Similarly, miles driven can be misleading, especially for a trucking company. Starsky is based around the idea that the long, straight highways that cross the U.S. are the routes that are hardest for humans to do day after day but are the easiest for an AV to do. Driving from Houston, TX to Phoenix, AZ along I-10 is more than 1100 miles. How would the difficulty of that task compare to driving 1100 miles within an urban area like New York City, Los Angeles, or San Francisco? Surely it would be easier to accumulate miles simply by driving long highway stretches than by making many short trips within a complex urban environment. We could engage our system only when and where we knew we perform our best, and claim very long runs with no disengagements. That wouldn’t be wrong, but it also wouldn’t show the whole story of the actual capabilities of our system.

Because miles per disengagement sounds important though, and gets a lot of public attention, companies might be tempted to focus on this metric.

Miles per disengagement can be easily “gamed”, which can lead to perverse outcomes — we’ve actually seen this at Starsky. At one point, early in our development, we had a big status board that tracked various system metrics, including miles per disengagement, front and center. Management made it clear that this was a metric that was important to investors, and sure enough, we saw the number improve. After a few weeks of improvement of this metric, our CTO went out with the truck and realized what was really going on. The truck still had issues, but the safety driver thought they were doing the company a favor by not disengaging as long as there was no other traffic threatened by the truck. Our miles per disengagement went up! Yikes! This resulted in a rethinking of our entire outlook on metrics; and changed how we approach communication and education with investors. Safety cannot be summarized with that one number.
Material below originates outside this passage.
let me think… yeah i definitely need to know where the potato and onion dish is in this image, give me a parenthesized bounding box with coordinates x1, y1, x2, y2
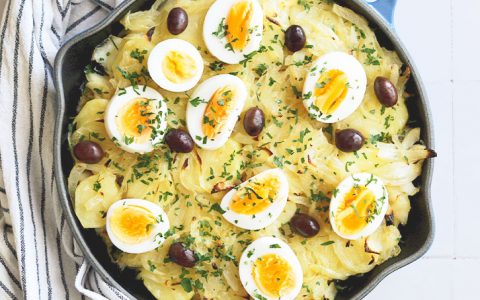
(68, 0, 435, 299)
Making progress is simply impossible without disengagements.

For moving forward, challenging and evolving a system, we need to take on harder tasks every time. Focusing on reporting “good” disengagement rates may distract companies from making actual progress.
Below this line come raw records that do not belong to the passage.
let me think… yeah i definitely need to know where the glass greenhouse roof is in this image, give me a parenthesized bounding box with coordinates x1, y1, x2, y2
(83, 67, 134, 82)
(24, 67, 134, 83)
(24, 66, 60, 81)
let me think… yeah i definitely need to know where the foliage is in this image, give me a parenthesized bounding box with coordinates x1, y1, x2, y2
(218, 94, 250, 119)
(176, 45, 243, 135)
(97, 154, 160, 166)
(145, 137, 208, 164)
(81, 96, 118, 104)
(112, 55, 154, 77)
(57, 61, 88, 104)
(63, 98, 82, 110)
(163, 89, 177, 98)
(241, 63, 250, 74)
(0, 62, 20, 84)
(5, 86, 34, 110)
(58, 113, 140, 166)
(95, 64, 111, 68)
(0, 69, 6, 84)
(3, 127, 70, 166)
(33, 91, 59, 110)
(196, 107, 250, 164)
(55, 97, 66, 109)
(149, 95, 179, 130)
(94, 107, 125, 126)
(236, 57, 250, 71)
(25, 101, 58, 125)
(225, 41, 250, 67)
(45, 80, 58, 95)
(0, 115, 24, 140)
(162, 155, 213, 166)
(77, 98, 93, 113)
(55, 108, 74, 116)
Miles per disengagement might still be a metric that we would use internally, for comparing runs under similar conditions, to track the performance of different versions of software or hardware. (Even then, we’re more likely to look at more direct measures of performance, such as an actual measure of lane centering). Disengagements would be looked at individually, with the goal of understanding the specifics of each disengagement to see what lessons can be learned.

So, “number of disengagements” doesn’t mean much without context, and “total miles driven” doesn’t mean much without context. This means the metric “miles per disengagement” just doesn’t mean much without context either. Context that you won’t find in the reports to the state of California.